In 2014, Wilk was kind enough to share his five favourite drum solos of all time, and of course, featured on the list was a Bonham entry. However, showing himself to be a true disciple of the late Zeppelin man, Wilk’s choice was rather more niche.
He said: “I didn’t really get into John Bonham until after I hit puberty, Led Zeppelin made so much more sense to me after that! John Bonham may be my favorite drummer of all time. My favourite drum solo of his is not ‘Moby Dick’. It’s ‘Bonzo’s Montreux’ from Coda. I absolutely love that, because it’s so musical.”
The modern era’s best drummer by all accounts, at first glance, Bonham and Slipknot’s late drummer Joey Jordison have nothing in common. However, when you forego all the aesthetics of Slipknot and dark subject matter, Jordison’s insane technique undoubtedly took inspiration from Bonham. In many ways, you could say that Jordison’s drumming style was as if Bonham had conceived a child with the devil, affording him two bass drums with which to deliver his visceral passion.
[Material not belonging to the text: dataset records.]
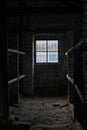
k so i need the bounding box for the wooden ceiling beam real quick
[0,6,82,16]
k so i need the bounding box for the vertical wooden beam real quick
[83,0,87,129]
[17,33,20,103]
[73,16,84,126]
[0,0,8,128]
[19,16,23,94]
[0,15,9,125]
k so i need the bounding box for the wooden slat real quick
[65,39,83,56]
[8,74,25,85]
[74,39,83,49]
[4,7,82,16]
[66,74,83,103]
[65,47,74,56]
[0,15,9,119]
[8,48,26,55]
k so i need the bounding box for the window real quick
[35,40,58,63]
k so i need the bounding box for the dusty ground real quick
[9,96,83,130]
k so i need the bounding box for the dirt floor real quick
[9,96,83,130]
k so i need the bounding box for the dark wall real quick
[7,13,82,96]
[32,14,81,96]
[22,32,33,96]
[34,39,68,96]
[83,0,87,129]
[65,31,74,103]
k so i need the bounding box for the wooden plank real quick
[74,39,83,49]
[19,74,26,80]
[0,16,9,120]
[8,74,25,85]
[65,47,74,56]
[8,48,26,55]
[65,39,83,56]
[66,74,83,103]
[0,6,82,16]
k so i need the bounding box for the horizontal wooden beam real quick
[74,39,83,49]
[65,47,74,56]
[65,39,83,56]
[8,74,26,85]
[66,74,83,103]
[8,49,26,55]
[66,74,74,85]
[0,6,82,15]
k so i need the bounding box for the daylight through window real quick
[36,40,58,63]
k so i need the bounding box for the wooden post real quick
[0,12,9,129]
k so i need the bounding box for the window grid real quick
[35,40,58,63]
[46,40,48,63]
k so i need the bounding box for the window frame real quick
[35,39,59,64]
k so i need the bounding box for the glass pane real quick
[48,40,58,51]
[36,52,46,63]
[48,52,58,63]
[36,40,46,51]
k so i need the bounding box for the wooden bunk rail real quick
[74,39,83,49]
[8,77,18,84]
[65,47,74,56]
[8,74,25,85]
[8,48,26,55]
[66,74,83,103]
[74,84,83,103]
[65,39,83,56]
[66,74,74,85]
[19,74,26,80]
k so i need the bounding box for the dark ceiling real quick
[0,0,83,15]
[6,0,82,15]
[30,0,82,7]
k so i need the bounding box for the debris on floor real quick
[53,103,60,107]
[9,96,83,130]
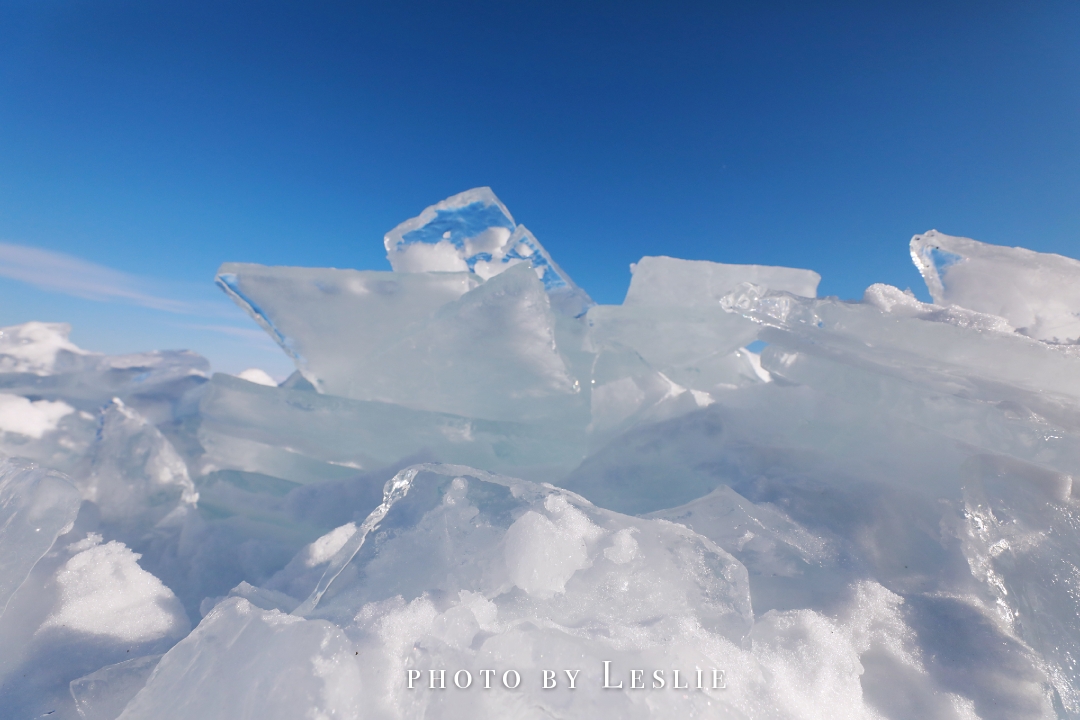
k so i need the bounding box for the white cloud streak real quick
[1,241,199,314]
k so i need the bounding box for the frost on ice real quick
[1,188,1079,718]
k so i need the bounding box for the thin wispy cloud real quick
[0,241,227,317]
[180,323,277,342]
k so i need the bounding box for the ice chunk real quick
[585,347,715,441]
[0,459,81,616]
[586,303,760,377]
[79,399,198,527]
[911,229,1080,343]
[623,256,820,307]
[585,258,818,390]
[650,484,834,576]
[118,465,988,718]
[358,263,580,420]
[295,465,751,637]
[70,654,163,720]
[219,261,583,421]
[722,283,1080,477]
[204,581,301,615]
[0,330,207,477]
[0,523,189,719]
[384,188,516,274]
[217,263,479,390]
[384,187,593,316]
[198,372,587,486]
[952,455,1080,712]
[0,321,89,375]
[118,597,360,720]
[117,465,760,719]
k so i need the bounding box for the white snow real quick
[40,537,189,643]
[0,393,74,438]
[0,321,89,375]
[236,367,277,386]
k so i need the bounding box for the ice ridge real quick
[1,196,1079,718]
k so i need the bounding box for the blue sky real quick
[1,0,1077,375]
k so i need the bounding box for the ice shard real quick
[216,264,479,393]
[586,257,819,392]
[911,229,1080,343]
[70,654,163,720]
[0,459,81,616]
[219,261,584,421]
[384,187,593,317]
[198,372,588,487]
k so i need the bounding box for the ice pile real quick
[1,190,1079,719]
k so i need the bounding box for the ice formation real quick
[1,191,1078,719]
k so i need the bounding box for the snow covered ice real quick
[1,191,1079,719]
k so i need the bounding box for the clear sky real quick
[1,0,1077,375]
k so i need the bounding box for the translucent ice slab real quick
[198,372,589,485]
[911,229,1080,343]
[623,256,820,307]
[219,261,584,421]
[585,257,818,389]
[723,283,1080,474]
[0,459,81,616]
[80,399,198,528]
[384,187,593,317]
[70,654,163,720]
[216,263,479,389]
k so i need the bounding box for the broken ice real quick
[1,188,1079,718]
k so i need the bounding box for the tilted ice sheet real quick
[586,257,818,390]
[585,346,717,442]
[70,654,163,720]
[623,256,820,307]
[911,230,1080,343]
[724,282,1080,477]
[219,261,584,421]
[198,372,589,486]
[216,263,479,392]
[956,455,1080,712]
[0,459,81,616]
[79,398,198,528]
[384,187,593,317]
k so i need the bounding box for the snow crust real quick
[1,189,1079,719]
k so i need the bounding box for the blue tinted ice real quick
[385,187,593,316]
[0,459,81,616]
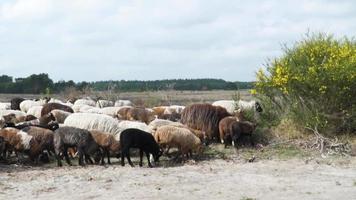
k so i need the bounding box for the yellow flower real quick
[250,89,257,95]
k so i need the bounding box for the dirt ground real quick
[1,156,355,200]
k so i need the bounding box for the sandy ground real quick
[1,157,355,200]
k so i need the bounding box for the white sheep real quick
[99,107,123,117]
[148,118,185,132]
[96,100,114,108]
[212,100,263,114]
[64,113,122,137]
[0,102,11,110]
[51,109,72,123]
[26,106,43,118]
[164,105,185,115]
[0,110,26,118]
[117,120,153,135]
[74,99,96,107]
[20,99,47,113]
[114,100,133,107]
[154,125,202,158]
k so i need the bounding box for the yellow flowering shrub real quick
[255,33,356,134]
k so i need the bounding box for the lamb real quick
[114,100,133,107]
[27,106,43,118]
[50,109,72,123]
[96,100,114,108]
[20,99,48,113]
[10,97,25,110]
[54,126,102,166]
[154,125,202,159]
[0,102,11,110]
[64,113,122,137]
[152,106,168,118]
[120,128,162,167]
[90,130,120,164]
[21,126,55,163]
[41,103,74,116]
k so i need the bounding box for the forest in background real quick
[0,74,253,94]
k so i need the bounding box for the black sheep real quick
[10,97,25,110]
[120,128,162,167]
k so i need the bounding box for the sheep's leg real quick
[145,152,153,168]
[78,149,85,166]
[139,149,143,167]
[63,149,72,166]
[56,153,62,167]
[121,150,125,166]
[106,149,110,165]
[85,155,93,164]
[126,152,134,167]
[189,150,193,158]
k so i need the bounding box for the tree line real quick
[0,73,254,94]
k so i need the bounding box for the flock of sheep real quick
[0,96,262,167]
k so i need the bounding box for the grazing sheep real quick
[99,106,122,117]
[85,107,102,114]
[64,113,122,137]
[213,100,263,114]
[0,102,11,110]
[0,110,26,118]
[219,116,256,147]
[148,119,185,132]
[164,105,185,115]
[79,105,97,113]
[74,99,96,107]
[41,103,74,116]
[51,109,72,123]
[90,130,120,164]
[10,97,25,110]
[54,126,101,166]
[114,100,133,107]
[118,107,156,124]
[0,128,35,161]
[120,128,162,167]
[21,126,55,163]
[155,125,202,159]
[158,112,181,122]
[96,100,114,108]
[20,99,48,113]
[27,106,43,118]
[180,104,231,142]
[152,106,168,118]
[118,120,153,136]
[4,121,59,132]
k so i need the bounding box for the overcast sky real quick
[0,0,355,82]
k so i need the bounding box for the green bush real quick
[255,33,356,135]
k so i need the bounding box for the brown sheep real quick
[118,107,156,124]
[180,103,231,142]
[0,128,36,162]
[41,103,74,117]
[155,125,202,159]
[90,130,120,164]
[21,126,55,163]
[219,117,256,147]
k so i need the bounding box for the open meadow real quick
[0,90,355,200]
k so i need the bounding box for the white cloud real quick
[0,0,355,82]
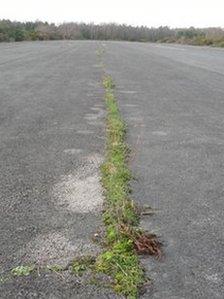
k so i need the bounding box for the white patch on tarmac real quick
[84,107,105,121]
[92,64,102,68]
[90,107,104,112]
[128,116,143,122]
[53,153,104,214]
[56,174,102,213]
[152,131,168,136]
[87,120,104,127]
[205,273,221,283]
[84,113,99,121]
[23,232,100,266]
[119,90,138,94]
[122,104,139,108]
[63,148,83,154]
[93,104,104,108]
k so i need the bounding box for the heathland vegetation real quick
[1,20,224,47]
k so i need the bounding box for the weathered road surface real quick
[0,41,120,298]
[103,42,224,298]
[1,41,224,299]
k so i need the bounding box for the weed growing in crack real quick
[11,265,35,277]
[95,76,161,298]
[72,256,95,276]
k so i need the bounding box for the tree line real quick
[0,20,224,47]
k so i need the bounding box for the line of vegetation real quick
[0,20,224,47]
[94,76,161,298]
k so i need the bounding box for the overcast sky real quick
[1,0,224,28]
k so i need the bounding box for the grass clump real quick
[11,265,35,277]
[72,256,95,276]
[95,76,144,298]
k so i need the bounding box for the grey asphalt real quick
[1,41,224,299]
[103,42,224,298]
[0,41,120,298]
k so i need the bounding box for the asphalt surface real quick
[103,42,224,298]
[0,41,120,298]
[1,41,224,299]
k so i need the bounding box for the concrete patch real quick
[127,116,143,122]
[63,148,83,155]
[90,107,104,112]
[119,90,138,94]
[121,104,139,108]
[84,107,105,121]
[23,232,100,267]
[87,120,104,127]
[52,154,104,214]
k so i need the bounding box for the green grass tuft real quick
[11,265,35,277]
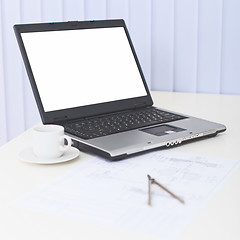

Known for being a man who was into a wide array of music, Jordison’s technique will never be matched. He expertly blended all of his influences into one speed-fuelled, metallic monster.
Jordison said of Bonham’s impact: “When I was listening to Led Zeppelin II when I was real young, the drums on that record were so fucking heavy, but I didn’t fully understand the capacity of how talented that band was until much later on. All I knew was that I was infected by the music. As I got older and my uncle would play me all of Bonham’s solos, I got totally hooked.”